Mulher Lisboa
Como te abordar, Lisboa?
Não nasci em ti, adoptaste-me sem eu te pertencer e pertences-me sem o saber.
Afinal, és a moldura em que encaixilhei o retrato da minha vida...
Reparti-me pelo mundo, na ambição de a ti fugir, na ânsia de a ti regressar.
E vivo-te tal como és: qual presépio alcandorado em sete colinas; qual cidade navegante derramada sobre o Tejo; qual devaneio cromático no azul desse teu céu fundido com o casario, em cintilações rosáceas.
Conheço-te, também, rua de enleios. quando a noite fica cega e as tuas sombras são, da cidade rosa, a escura face.
Essa, a outra Lisboa que eu amo e desamo.
Pois, para mim, ao invés do fado, Lisboa não amanhece: notívago de nascença, sinto que só despertas ao entardecer e é do crepúsculo da noite que, em ti, ouço Carlos do Carmo cantar-te o amanhecer.

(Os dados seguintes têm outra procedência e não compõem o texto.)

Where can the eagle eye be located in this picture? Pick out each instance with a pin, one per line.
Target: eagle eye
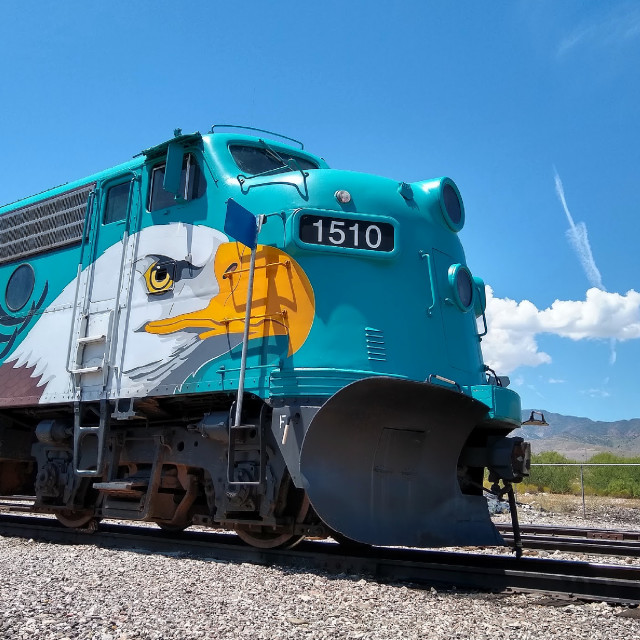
(160, 277)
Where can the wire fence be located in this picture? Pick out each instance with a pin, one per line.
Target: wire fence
(621, 480)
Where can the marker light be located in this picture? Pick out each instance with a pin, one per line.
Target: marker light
(462, 286)
(451, 205)
(342, 196)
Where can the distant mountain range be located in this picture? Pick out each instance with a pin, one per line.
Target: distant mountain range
(581, 438)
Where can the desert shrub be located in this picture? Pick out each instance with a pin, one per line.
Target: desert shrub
(553, 479)
(618, 481)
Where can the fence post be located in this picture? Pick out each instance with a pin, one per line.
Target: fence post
(584, 509)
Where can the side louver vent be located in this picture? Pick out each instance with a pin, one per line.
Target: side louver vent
(376, 349)
(43, 226)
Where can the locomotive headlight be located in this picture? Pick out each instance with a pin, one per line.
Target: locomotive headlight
(451, 205)
(462, 286)
(343, 197)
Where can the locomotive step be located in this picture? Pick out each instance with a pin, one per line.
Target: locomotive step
(123, 488)
(90, 339)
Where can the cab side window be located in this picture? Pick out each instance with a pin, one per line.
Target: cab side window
(117, 201)
(192, 185)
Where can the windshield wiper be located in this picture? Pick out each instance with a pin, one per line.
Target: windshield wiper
(274, 154)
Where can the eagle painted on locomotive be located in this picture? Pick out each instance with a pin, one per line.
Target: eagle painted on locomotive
(364, 409)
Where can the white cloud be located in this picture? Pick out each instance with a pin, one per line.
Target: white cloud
(514, 326)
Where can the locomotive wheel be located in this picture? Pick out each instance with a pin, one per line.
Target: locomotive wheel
(265, 539)
(77, 520)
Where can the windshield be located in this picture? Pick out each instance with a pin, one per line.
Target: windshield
(255, 160)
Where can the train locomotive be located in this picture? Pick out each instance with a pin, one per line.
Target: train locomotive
(226, 332)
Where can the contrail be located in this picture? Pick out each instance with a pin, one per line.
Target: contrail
(577, 234)
(578, 237)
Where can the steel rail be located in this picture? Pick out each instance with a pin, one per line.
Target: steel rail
(576, 539)
(442, 569)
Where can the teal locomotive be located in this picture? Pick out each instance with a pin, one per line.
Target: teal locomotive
(323, 377)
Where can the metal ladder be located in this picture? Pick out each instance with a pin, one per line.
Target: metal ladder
(239, 442)
(75, 366)
(98, 432)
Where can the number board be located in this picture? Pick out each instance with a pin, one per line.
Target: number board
(347, 233)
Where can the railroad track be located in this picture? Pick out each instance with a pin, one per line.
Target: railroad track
(576, 539)
(579, 580)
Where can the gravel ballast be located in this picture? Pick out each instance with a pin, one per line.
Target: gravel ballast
(57, 591)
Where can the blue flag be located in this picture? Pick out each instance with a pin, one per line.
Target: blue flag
(241, 224)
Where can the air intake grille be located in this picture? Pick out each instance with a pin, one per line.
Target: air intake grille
(43, 226)
(376, 348)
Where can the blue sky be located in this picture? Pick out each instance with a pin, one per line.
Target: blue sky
(517, 101)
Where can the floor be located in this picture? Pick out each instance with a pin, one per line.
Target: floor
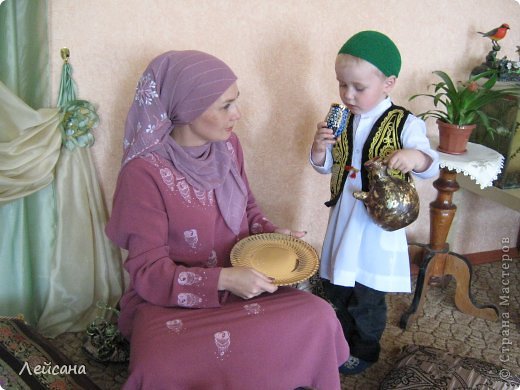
(441, 326)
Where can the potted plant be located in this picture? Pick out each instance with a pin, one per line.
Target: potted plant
(459, 107)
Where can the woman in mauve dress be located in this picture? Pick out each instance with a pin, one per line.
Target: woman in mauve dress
(182, 201)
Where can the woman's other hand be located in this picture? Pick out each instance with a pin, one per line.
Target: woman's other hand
(245, 282)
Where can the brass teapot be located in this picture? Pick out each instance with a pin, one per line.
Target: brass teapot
(393, 203)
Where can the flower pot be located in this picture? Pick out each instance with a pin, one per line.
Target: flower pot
(453, 139)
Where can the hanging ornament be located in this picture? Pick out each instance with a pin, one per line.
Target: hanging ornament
(79, 117)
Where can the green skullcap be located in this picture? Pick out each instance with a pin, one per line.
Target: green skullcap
(376, 48)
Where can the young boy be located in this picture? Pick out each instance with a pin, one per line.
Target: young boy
(360, 261)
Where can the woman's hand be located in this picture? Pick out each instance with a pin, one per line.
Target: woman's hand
(245, 282)
(290, 232)
(323, 137)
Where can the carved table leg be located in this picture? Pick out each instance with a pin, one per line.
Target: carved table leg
(437, 262)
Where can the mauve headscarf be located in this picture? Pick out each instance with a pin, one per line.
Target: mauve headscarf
(176, 88)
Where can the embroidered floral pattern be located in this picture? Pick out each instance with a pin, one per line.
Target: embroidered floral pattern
(146, 90)
(188, 278)
(175, 325)
(167, 176)
(191, 237)
(222, 342)
(212, 259)
(188, 300)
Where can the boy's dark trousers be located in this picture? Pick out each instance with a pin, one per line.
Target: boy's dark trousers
(362, 313)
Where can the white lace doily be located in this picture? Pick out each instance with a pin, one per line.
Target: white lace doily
(480, 163)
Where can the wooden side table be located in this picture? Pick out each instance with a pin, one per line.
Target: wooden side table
(483, 165)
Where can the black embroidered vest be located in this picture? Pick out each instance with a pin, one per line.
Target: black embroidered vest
(384, 138)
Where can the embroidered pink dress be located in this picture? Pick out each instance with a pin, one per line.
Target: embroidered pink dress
(184, 333)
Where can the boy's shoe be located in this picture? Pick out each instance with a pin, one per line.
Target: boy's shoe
(354, 366)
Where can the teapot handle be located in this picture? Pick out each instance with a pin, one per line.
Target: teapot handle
(407, 176)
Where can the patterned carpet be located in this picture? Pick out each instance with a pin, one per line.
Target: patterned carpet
(441, 326)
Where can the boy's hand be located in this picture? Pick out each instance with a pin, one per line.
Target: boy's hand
(323, 137)
(407, 160)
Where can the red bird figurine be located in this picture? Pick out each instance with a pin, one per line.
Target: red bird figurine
(496, 34)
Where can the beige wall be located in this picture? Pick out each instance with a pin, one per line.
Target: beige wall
(283, 53)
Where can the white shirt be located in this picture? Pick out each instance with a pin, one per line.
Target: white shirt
(355, 249)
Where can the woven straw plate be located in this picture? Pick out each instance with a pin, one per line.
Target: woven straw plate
(287, 259)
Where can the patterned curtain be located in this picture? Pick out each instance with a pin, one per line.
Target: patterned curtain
(56, 263)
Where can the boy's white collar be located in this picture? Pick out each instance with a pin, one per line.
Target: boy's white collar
(381, 107)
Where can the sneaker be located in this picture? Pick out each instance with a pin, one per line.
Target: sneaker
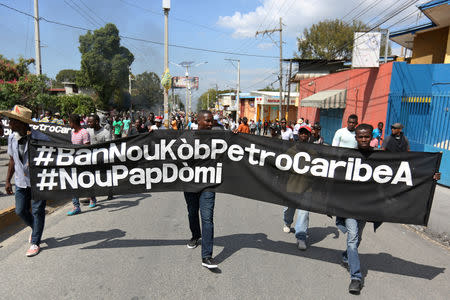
(344, 263)
(34, 250)
(74, 211)
(355, 287)
(193, 243)
(85, 200)
(208, 263)
(301, 245)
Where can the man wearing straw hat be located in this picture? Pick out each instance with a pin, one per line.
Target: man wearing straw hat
(19, 120)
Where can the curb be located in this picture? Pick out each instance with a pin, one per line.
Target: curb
(8, 216)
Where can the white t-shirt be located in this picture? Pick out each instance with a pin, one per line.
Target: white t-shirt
(154, 127)
(287, 134)
(345, 138)
(296, 128)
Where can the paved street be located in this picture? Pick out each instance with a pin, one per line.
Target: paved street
(134, 247)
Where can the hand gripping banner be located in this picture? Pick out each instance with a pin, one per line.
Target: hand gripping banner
(372, 186)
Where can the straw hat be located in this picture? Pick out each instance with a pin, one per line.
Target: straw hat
(20, 113)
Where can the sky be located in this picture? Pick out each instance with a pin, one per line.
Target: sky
(227, 26)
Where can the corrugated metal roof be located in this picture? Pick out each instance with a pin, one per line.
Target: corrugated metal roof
(433, 4)
(326, 99)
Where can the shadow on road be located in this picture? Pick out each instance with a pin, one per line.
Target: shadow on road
(82, 238)
(381, 262)
(117, 205)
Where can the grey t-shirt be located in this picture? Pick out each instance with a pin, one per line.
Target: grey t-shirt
(99, 136)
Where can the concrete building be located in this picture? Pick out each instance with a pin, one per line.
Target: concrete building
(430, 42)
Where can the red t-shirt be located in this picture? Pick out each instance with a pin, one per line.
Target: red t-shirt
(243, 128)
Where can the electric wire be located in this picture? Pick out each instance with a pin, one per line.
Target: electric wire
(144, 40)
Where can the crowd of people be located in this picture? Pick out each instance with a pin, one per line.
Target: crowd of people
(94, 129)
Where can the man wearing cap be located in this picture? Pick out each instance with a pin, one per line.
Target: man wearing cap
(19, 120)
(397, 141)
(315, 137)
(286, 132)
(302, 223)
(345, 137)
(57, 119)
(158, 124)
(296, 128)
(47, 117)
(216, 124)
(202, 202)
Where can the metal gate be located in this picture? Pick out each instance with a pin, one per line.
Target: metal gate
(330, 121)
(426, 121)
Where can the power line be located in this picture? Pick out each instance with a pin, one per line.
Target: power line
(355, 8)
(174, 18)
(143, 40)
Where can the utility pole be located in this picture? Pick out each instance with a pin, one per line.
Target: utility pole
(129, 92)
(386, 46)
(289, 87)
(37, 40)
(238, 102)
(166, 7)
(281, 59)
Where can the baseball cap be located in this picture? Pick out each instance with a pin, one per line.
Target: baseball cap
(397, 126)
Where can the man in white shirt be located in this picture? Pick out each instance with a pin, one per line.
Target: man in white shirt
(158, 124)
(194, 125)
(345, 137)
(296, 128)
(286, 133)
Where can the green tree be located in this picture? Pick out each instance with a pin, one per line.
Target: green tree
(18, 86)
(75, 104)
(207, 100)
(178, 102)
(147, 91)
(104, 62)
(67, 75)
(269, 89)
(330, 39)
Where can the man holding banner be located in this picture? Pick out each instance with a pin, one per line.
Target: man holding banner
(203, 201)
(18, 142)
(353, 227)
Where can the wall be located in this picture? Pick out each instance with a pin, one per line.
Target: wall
(427, 123)
(367, 93)
(248, 108)
(430, 47)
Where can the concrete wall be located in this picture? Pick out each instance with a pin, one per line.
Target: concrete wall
(426, 127)
(367, 93)
(248, 108)
(430, 47)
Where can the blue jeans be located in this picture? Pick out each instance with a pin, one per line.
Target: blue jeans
(204, 202)
(354, 229)
(76, 202)
(301, 225)
(36, 218)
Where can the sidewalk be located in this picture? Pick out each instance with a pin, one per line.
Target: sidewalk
(6, 201)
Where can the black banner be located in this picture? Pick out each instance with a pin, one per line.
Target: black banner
(371, 186)
(45, 131)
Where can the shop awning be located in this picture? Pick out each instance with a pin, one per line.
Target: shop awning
(326, 99)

E relembro altas madrugadas, em que me vi atravessar-te, de regresso a casa, o Tejo ao lado, a brincar com as luzes, o mar ali ao fundo, em brumas de mistério.
São brumas onde vislumbro essa lenda que é teu símbolo: a barca de São Vicente, os dois corvos a grasnar...
Já não há corvos em Lisboa, apenas esvoaçantes gaivotas.
Já são escassas as canoas, apenas fumegantes navios.
Pois que envelheceste para rejuvenescer: esse, Lisboa, o teu mistério, o teu sortilégio, o teu remorso, talvez...
Mas és a mesma na galeria de rostos e memórias que de ti guardo, nos anseios que me frustraste, nos sonhos que me concedeste.
Um deles, esse legado que te deixei - já lá vão dez anos - , o Casino Lisboa.
Simbólica contrapartida para tudo o que tu, Lisboa, generosamente me ofertaste.
Qual tesouro de vivências: a paixão e o desencanto, a entrega e a negação, a dádiva e a ingratidão, o capricho e a tolerância, o pecado e a expiação.
Como se foras Mulher...
Mulher amante, Mulher amada, Mulher Lisboa!